I filosofi ionici: Talete, Anassimandro, Anassimene, Eraclito

Eraclito

Vive a Efeso fra il VI e il V sec. a.C., scrive un'opera intitolata Sulla natura, di difficile interpretazione per lo stile denso e allusivo, tanto che gli vale il soprannome di "Oscuro". Il suo merito, e il suo tratto di originalità, consiste nell'aver portato in primo piano il dinamismo della natura, che già i suoi predecessori Talete, Anassimandro e Anassimene avevano notato, ma non evidenziato nel modo dovuto.

La filosofia del divenire

Il suo pensiero, passato alla storia nella forma della celebre massima "tutto scorre", nasce certamente dalla constatazione empirica del mutare di tutte le cose, ma si eleva a una visione organica e coerente della realtà. Secondo Eraclito il divenire della natura non è caotico, ma è ordinato secondo la legge dei contrari per cui ogni realtà passa da un opposto all'altro. Questa "guerra"(come afferma in un celebre frammento) è sì "madre di tutte le cose", ma a un livello superiore si compone in una sintesi armoniosa, per cui "ciò che è opposizione si concilia e dalle cose nasce l'armonia più bella". I contrari, infatti, non sono che due aspetti indissolubili della stessa realtà e questa superiore unità dei contrari ne è l'essenza più vera.
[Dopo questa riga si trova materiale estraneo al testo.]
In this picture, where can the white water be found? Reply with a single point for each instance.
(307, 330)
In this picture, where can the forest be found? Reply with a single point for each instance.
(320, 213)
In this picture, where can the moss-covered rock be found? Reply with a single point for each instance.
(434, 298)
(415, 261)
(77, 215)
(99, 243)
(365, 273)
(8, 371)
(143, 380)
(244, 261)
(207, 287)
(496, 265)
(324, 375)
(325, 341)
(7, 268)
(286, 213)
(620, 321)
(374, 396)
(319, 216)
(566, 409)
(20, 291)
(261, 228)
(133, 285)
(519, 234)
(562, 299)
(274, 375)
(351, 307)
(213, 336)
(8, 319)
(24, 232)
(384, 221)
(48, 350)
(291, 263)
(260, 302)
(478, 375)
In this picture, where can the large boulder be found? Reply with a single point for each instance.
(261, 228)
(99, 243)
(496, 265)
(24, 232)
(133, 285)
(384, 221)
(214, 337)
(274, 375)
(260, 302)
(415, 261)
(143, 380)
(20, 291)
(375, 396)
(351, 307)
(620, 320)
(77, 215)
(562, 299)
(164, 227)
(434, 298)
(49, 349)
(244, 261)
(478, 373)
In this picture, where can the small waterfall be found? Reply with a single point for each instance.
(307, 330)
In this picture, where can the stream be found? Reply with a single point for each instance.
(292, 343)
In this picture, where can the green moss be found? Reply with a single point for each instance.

L'armonia dei contrari e la sintesi degli opposti costituiscono la ph´ysis (natura) della realtà e si concretizzano nella figura del fuoco, il quale è sempre in moto, si manifesta in una forma unitaria (la forma della fiamma) e vive della morte del combustibile (ovvero sussiste in quanto passa da un contrario all'altro), realizzando pienamente i principi del divenire. Il fuoco di cui parla Eraclito è anche dotato di una forma di intelligenza (lógos) ­ ossia di una razionalità intrinseca e immanente alle cose che fa sì che esse si manifestino in una forma regolare e ordinata ­ e, inoltre, in quanto è il principio del mondo, ha anche carattere divino.

La gnoseologia

Da questi principi fisici dipende la natura della gnoseologia (dottrina della conoscenza) di Eraclito, che è principalmente diretta alla conoscenza del lógos-fuoco e privilegia nettamente il sapere razionale su quello dei sensi, che al massimo può cogliere l'opporsi delle cose nel particolare, ma non l'armonia che si manifesta nella sintesi. La verità, infatti, non può essere colta con i sensi o interrogando direttamente la natura, come avevano fatto i filosofi di Mileto, ma soltanto con lo sguardo dell'inteletto, vale a dire con la riflessione razionale, che è "pensiero" ma anche "discorso" (in greco: lógos), eternamente e assolutamente valido indipendentemente da chi lo ricerca.

La psicologia e l'etica

Sempre dall'arché-fuoco deriva la psicologia, che considera l'anima di natura ignea e dotata di lógos, cioè di ragione. Dalla psicologia deriva a sua volta un'etica per cui l'uomo, nel suo agire, non deve lasciarsi guidare dalle passioni, ma dal lógos e dal nómos (legge), che rappresentano la giusta misura e l'unico valido criterio di giudizio.